O Ministério Público Federal (MPF) apresentou, nesta semana, as alegações finais no processo da Ação Penal 2.668, que tramita no Supremo Tribunal Federal (STF) e apura a participação de Jair Bolsonaro e aliados em uma suposta tentativa de golpe de Estado após as eleições de 2022. O documento detalha a existência de uma organização criminosa articulada para abalar o Estado Democrático de Direito, envolvendo integrantes do alto escalão do governo e das Forças Armadas, além de apontar crimes como abolição violenta do Estado democrático, tentativa de golpe, dano ao patrimônio público e deterioração de patrimônio tombado.
Organização e divisão dos réus
De acordo com o MPF, a denúncia envolve dezenas de nomes, incluindo ministros, generais, agentes da Abin, integrantes do governo anterior e o próprio ex-presidente Jair Bolsonaro. O grupo foi dividido em diferentes núcleos, de acordo com o papel desempenhado em cada etapa da suposta trama golpista. Entre os principais réus estão Alexandre Ramagem Rodrigues, Almir Garnier Santos, Anderson Torres, Augusto Heleno Ribeiro Pereira, Mauro Cid, Paulo Sérgio Nogueira e Walter Braga Netto.

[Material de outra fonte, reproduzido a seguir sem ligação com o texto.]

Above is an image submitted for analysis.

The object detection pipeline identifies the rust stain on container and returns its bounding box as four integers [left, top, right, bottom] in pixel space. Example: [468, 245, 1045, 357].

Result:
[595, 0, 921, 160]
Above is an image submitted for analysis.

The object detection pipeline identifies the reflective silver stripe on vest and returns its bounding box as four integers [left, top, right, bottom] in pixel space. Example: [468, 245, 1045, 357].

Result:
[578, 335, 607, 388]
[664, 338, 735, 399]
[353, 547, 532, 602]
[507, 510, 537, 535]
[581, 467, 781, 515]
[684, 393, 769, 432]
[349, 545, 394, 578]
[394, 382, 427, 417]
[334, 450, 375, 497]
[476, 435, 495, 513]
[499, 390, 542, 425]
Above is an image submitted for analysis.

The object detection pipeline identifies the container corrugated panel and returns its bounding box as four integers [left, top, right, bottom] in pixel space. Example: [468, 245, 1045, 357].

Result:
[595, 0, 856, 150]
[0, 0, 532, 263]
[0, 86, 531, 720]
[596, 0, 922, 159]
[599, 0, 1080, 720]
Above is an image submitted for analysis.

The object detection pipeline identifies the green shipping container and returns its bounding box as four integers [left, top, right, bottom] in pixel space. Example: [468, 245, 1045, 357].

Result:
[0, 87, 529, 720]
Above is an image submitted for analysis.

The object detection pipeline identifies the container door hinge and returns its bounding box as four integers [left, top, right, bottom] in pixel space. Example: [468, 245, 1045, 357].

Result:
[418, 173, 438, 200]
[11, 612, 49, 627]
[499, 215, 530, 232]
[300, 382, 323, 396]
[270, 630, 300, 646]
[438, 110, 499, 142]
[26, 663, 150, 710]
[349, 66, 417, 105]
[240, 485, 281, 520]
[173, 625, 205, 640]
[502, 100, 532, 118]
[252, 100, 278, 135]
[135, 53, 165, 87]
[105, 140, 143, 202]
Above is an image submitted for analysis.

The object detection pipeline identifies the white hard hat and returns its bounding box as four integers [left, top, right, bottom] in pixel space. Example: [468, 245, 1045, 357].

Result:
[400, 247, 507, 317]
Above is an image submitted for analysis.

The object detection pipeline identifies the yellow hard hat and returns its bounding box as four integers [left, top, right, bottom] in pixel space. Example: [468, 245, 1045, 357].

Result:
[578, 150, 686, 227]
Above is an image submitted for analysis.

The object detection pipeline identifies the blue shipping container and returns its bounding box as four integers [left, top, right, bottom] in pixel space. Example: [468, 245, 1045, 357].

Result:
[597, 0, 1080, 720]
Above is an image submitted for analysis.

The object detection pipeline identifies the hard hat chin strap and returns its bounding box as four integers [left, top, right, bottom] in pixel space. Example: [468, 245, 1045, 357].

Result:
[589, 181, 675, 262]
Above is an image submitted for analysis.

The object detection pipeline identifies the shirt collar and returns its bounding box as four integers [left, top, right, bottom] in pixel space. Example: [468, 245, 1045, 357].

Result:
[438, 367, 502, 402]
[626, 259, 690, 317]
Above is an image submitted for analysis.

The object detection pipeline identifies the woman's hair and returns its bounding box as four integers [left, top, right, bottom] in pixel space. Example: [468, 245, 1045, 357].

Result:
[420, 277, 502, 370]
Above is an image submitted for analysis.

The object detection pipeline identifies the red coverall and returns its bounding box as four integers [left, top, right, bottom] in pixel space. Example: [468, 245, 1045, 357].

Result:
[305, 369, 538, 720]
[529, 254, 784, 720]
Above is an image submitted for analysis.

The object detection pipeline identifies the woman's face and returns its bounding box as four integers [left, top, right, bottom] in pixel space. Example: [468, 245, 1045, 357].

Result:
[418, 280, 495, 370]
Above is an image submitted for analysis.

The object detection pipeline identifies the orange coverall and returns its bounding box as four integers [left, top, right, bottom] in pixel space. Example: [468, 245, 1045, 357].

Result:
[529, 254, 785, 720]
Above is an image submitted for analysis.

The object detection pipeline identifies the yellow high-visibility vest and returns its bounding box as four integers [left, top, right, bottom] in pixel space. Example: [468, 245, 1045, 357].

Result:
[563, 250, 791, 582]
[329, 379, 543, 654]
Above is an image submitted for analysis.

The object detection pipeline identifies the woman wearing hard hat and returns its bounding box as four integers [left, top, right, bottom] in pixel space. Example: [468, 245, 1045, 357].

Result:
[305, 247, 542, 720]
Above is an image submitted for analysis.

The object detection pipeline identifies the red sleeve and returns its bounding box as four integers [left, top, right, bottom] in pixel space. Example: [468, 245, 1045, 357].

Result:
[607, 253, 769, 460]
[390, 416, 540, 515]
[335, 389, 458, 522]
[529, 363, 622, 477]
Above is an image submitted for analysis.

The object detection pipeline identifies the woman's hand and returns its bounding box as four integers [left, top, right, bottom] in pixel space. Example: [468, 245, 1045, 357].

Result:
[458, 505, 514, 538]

As defesas preliminares apresentadas foram analisadas pela Primeira Turma do STF, que, por maioria, rejeitou as alegações e reconheceu a competência da Corte para julgar o caso. O colegiado também recebeu a denúncia do MPF por unanimidade, determinando a intimação da Câmara dos Deputados em relação aos crimes atribuídos ao deputado federal Alexandre Ramagem, praticados após sua diplomação.
A arquitetura da tentativa de golpe
No entendimento do MPF, a tentativa de golpe de Estado não se caracteriza por um ato isolado ou abrupto, mas por uma sucessão de eventos e articulações que, em conjunto, evidenciam o objetivo de manter Bolsonaro no poder mesmo após a derrota nas urnas. “Houve colocação em marcha do plano de operação antidemocrática, ofensiva ao bem jurídico tutelado pelo Código Penal”, sustenta o texto das alegações finais.
Os procuradores destacam que não é necessário que o presidente, pessoalmente, tenha assinado uma ordem explícita para romper a ordem constitucional; a tentativa se configura pelas ações concretas para subverter o resultado eleitoral, com o uso ou ameaça do uso da força. Segundo o MPF, todos os denunciados colaboraram, em maior ou menor grau, para a execução do plano, sendo a responsabilidade compartilhada por todos os episódios que compõem a narrativa criminosa.
Violência, incitação e instrumentalização do Estado
O documento do MPF destaca a presença de discursos públicos e atitudes que reforçaram a ameaça de violência, sobretudo por parte do então presidente, em ataques reiterados à legitimidade das urnas eletrônicas e das instituições, como STF e TSE. O objetivo, de acordo com o MPF, era animar apoiadores e criar ambiente propício para um rompimento institucional, promovendo o descrédito do sistema eleitoral e conclamando por medidas inconstitucionais.
Além da retórica, a Procuradoria aponta ações concretas, como o apoio a acampamentos em frente a quartéis — onde se pediam intervenção militar — e a instrumentalização da Agência Brasileira de Inteligência (Abin) e da Polícia Rodoviária Federal para dificultar o acesso de eleitores de oposição às urnas. Segundo o órgão, “a utilização da força estatal para inibir direitos fundamentais dos cidadãos configura ato violento” e demonstra o uso do aparelho estatal para fins ilícitos.
O papel das Forças Armadas e o fracasso da consumação
Segundo o MPF, o golpe não foi consumado porque não obteve adesão dos comandos do Exército e da Aeronáutica, apesar das tentativas de cooptação. O órgão cita, ainda, a elaboração de minutas de decretos que previam intervenção sobre o Judiciário, prisões e substituição de autoridades, além de discurso pronto para ser proferido após a consumação do golpe.
O apogeu da violência, conforme o documento, ocorreu em 8 de janeiro de 2023, com a invasão e depredação das sedes dos três Poderes, resultando em feridos e grandes prejuízos materiais, num movimento que teria contado com a “complacência determinante de órgãos de segurança pública do Distrito Federal”.
Defesas e próximo passo processual
As defesas dos réus apresentaram diferentes teses, como a falta de provas de participação ativa, atipicidade das condutas, ausência de dolo ou uso da violência e questionamentos sobre a competência do STF para julgar o caso. Algumas alegações enfatizam que determinados acusados já haviam deixado cargos no governo antes dos fatos narrados ou atuavam em campanhas eleitorais naquele período.
A Procuradoria, por sua vez, reforça que os fatos e provas constantes nos autos comprovam a articulação do grupo e a tentativa real de abalar o regime democrático. O próximo passo do processo será a análise detalhada dos atos processuais, das provas colhidas e das teses das defesas, com o julgamento final cabendo ao STF.